In 1807 Hüttner was appointed as translator to the Foreign Office, after Charles Burney, pleased with details on Chinese music, lobbied George Canning. As such he translated from Spanish into German the appeal by Pedro Cevallos to the nations of Europe on Napoleon's invasion of Spain. He kept up relations with Germany, and acted as literary agent to the Grand Duke of Saxe-Weimar.

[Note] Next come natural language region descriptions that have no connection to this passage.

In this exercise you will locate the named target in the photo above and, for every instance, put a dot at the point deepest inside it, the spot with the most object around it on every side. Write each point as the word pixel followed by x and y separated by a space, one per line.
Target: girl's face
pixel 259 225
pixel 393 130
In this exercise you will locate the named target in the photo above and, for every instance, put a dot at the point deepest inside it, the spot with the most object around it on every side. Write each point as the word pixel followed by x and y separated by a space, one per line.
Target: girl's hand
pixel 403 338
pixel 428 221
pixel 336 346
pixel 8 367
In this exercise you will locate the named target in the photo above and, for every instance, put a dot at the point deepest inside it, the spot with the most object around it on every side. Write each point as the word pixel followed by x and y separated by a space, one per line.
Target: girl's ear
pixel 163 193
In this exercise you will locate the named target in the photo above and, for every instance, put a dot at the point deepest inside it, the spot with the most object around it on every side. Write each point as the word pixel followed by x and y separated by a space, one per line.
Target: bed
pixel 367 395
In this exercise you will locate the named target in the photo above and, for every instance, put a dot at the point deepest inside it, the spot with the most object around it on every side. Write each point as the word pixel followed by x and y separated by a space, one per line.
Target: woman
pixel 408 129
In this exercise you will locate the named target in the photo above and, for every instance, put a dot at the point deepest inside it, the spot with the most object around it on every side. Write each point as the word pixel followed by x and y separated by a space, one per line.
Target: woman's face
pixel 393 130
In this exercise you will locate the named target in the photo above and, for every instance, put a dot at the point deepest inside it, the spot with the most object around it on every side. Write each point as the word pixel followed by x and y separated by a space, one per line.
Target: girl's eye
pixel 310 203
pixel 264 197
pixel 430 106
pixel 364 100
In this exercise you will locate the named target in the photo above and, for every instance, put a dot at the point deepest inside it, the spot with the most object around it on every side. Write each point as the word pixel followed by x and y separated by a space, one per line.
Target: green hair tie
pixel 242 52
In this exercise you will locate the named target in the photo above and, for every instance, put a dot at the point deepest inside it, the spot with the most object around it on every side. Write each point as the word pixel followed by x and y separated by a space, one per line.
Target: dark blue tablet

Hüttner's death, after a street accident, took place on 24 May 1847, at Fludyer Street, Westminster.

==Works==
Hüttner sent accounts of experiences in China to friends in Germany. A copy of them was sold to a Leipzig bookseller, and friends brought out an authentic text, which appeared at Berlin in 1797, entitled Nachricht von der brittischen Gesandtschaftsreise durch China und einen Theil der Tartarei. The work anticipated the official account. French translations were published in 1799 and 1804.

Other works were:
- De Mythis Platonis, Leipzig, 1788;
- Hindu Gesetzbuch oder Menu's Verordnungen, an edited translation of Sir William Jones's English translation of the Laws of Manu from the Sanskrit, Weimar, 1797;
- Englische Miscellen herausgegeben (Bd. 5-25), Tübingen, 1800 and onwards;
- An edition, with German notes, of James Townley's farce High Life Below Stairs, Tübingen, 1802.

He also contributed to German encyclopedias and periodicals.

==Family==
Hüttner was twice married, but left no issue.